Government turns the screw on nuisance marketers and lowers the threshold for big fines

Businesses engaged in direct marketing via email, text and telephone now have an even more pressing reason to ensure that their practices are compliant with the Privacy and Electronic Communications (EU Directive) Regulations 2003 (the “PEC Regs“). From 6 April, 2015 a threshold test for penalties will be removed to make it easier for the Information Commissioner’s Office (“ICO“) to issue fines of up to £500,000 against offending businesses.

The key change is that the ICO will no longer need to prove that a business whose marketing by phone, email or text breaches the PEC Regs was of a kind likely to cause substantial damage or distress in order to issue a monetary penalty notice of up to £500,000.

The full details of the changes are not yet clear, but it appears likely that the data regulator will still have to establish that the breach is serious and that it was either deliberate or the marketer knew or ought to have known that there was a risk that the breach would occur, but failed to take reasonable steps to prevent it.

However there is no doubt that this will significantly increase the risks for marketers who fail to ensure compliance with regulations 19-24 of the PEC Regs and the ICO has welcomed the move.

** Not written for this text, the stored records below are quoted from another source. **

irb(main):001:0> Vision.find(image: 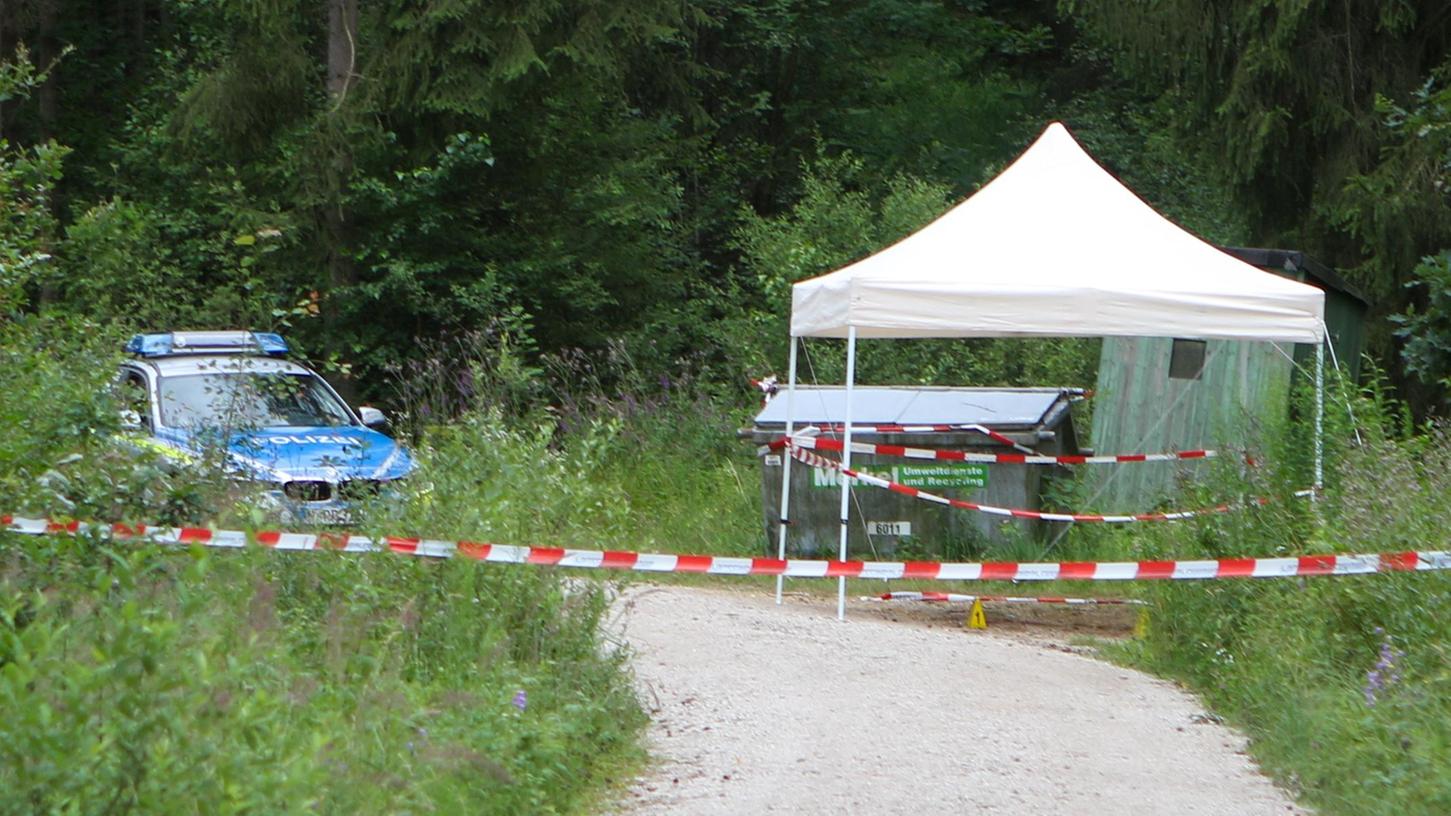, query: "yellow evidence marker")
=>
[968,598,988,629]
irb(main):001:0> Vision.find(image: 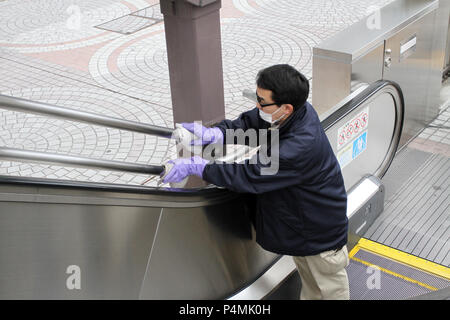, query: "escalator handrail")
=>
[0,94,174,138]
[0,80,404,195]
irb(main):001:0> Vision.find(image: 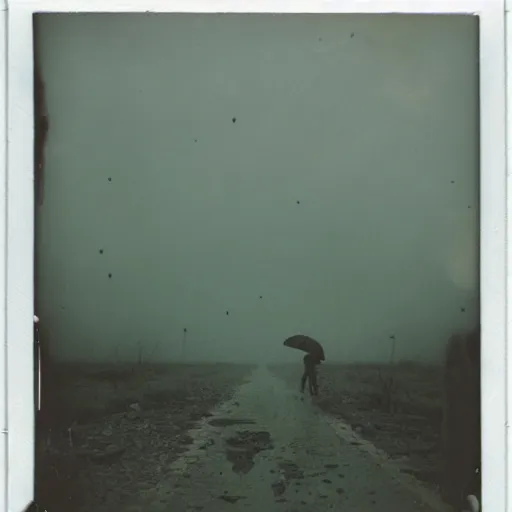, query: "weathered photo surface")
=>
[34,14,480,512]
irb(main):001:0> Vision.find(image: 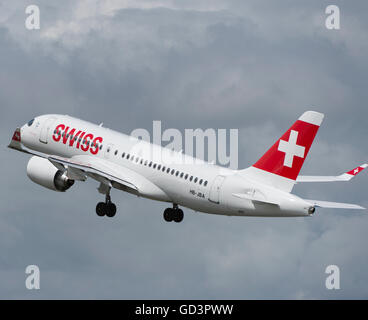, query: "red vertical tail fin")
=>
[243,111,324,192]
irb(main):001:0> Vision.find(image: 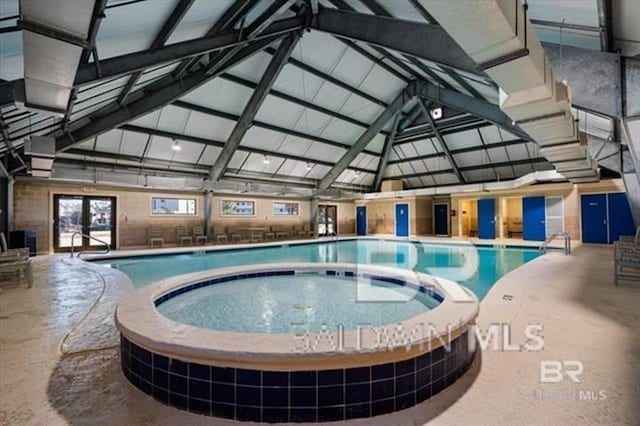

The Government has also said that it will look at introducing measures to hold board level executives responsible for nuisance calls and texts.

Background to these changes

The key provisions of the PEC Regs relating to direct marketing are regulations 19-24, which cover marketing via telephone (including automated calling systems), email, fax and SMS. Thus far, fines totalling £815,000 have been handed out to nine companies by ICO for serious breaches of these regulations, with a number of the individual fines also hitting six figures.

However, the existing requirement for ICO to show substantial damage or substantial distress has led to a number of fines being challenged in Information Rights Tribunals by penalised marketers. In a number of recent decisions, the ICO’s fines have been overturned as the marketer was able to persuade the tribunal that the threshold of substantial damage or distress had not been crossed.

In light of concerns voiced by ICO that this threshold was impairing its ability to effectively enforce the PEC Regs, the government agreed to consult on this issue. A public consultation in December 2014 considered a number of possible solutions, but alternative approaches (such as removing the word “substantial” from the test) were clearly dismissed in favour of removing the requirement to demonstrate any form of damage or distress altogether.

What does this mean for marketers?

• Although it was principally nuisance calls that started legislators down this road, email and text marketing are also caught by the changes, so all UK advertisers using any of these techniques face higher risks of significant penalties.
• Systems for ensuring compliance should be reviewed to make doubly sure that mechanisms for capturing personal data and establishing prospects’ informed preferences are fit for purpose and reflect the PEC Regs’ requirements for each channel.
• Processes for ensuring compliance with “do not call” rules should be reviewed as well as suppression systems, not to mention all relevant outsourcing agreements and audit provisions.
• Telemarketers should also be aware that Ofcom’s separate power to take action against offenders who persistently misuse a network or service (resulting in annoyance, inconvenience or anxiety) will remain in force. The telecoms regulator has issued over £1.5m in fines over the last 3 years to businesses making silent and abandoned calls.